Word of the Day : September 5, 2017


adjective SKROO-pyuh-lus


1 : having moral integrity : acting in strict regard for what is considered right or proper

2 : punctiliously exact : painstaking

Did You Know?

Scrupulous and its close relative scruple ("an ethical consideration or principle") come from the Latin noun scrupulus, the diminutive of scrupus. Scrupus refers to a sharp stone, so scrupulus means "a small sharp stone." Scrupus retained its literal meaning but eventually also came to be used with the metaphorical meaning "a source of anxiety or uneasiness," the way a sharp pebble in one's shoe would be a source of pain. When the adjective scrupulous entered the language, it meant "principled," but now it also commonly means "painstaking" or "careful."


"As a child, I somehow absorbed the idea that getting in the way of other people or wasting their time was a terrible offense.
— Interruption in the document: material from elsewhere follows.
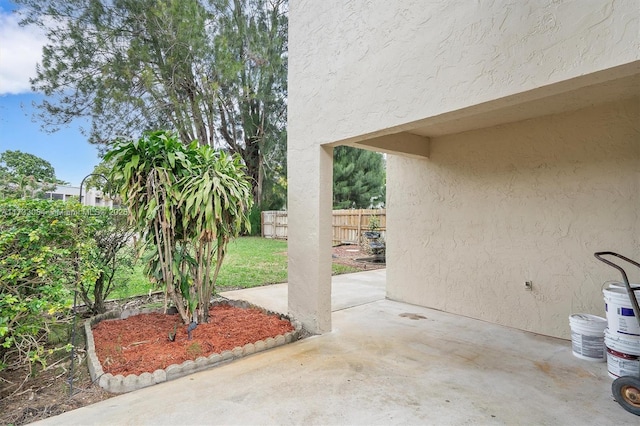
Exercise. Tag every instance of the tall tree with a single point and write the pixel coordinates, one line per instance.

I have been scrupulous about standing to the right on escalators, not blocking aisles, not showing up late." — Rebecca Solnit, Harper's, July 2017

"Don't do business on the side with an elected official who can benefit your clients by lowering their property assessments. But if you do, be absolutely scrupulous about filling out every disclosure form. Or you'll look like you're trying to hide something—and maybe you are." — The Chicago Sun-Times, 27 July 2017

Name That Antonym

Fill in the blanks to complete an antonym of scrupulous: _ nc _ _ s _ _ o _ a _ _ e.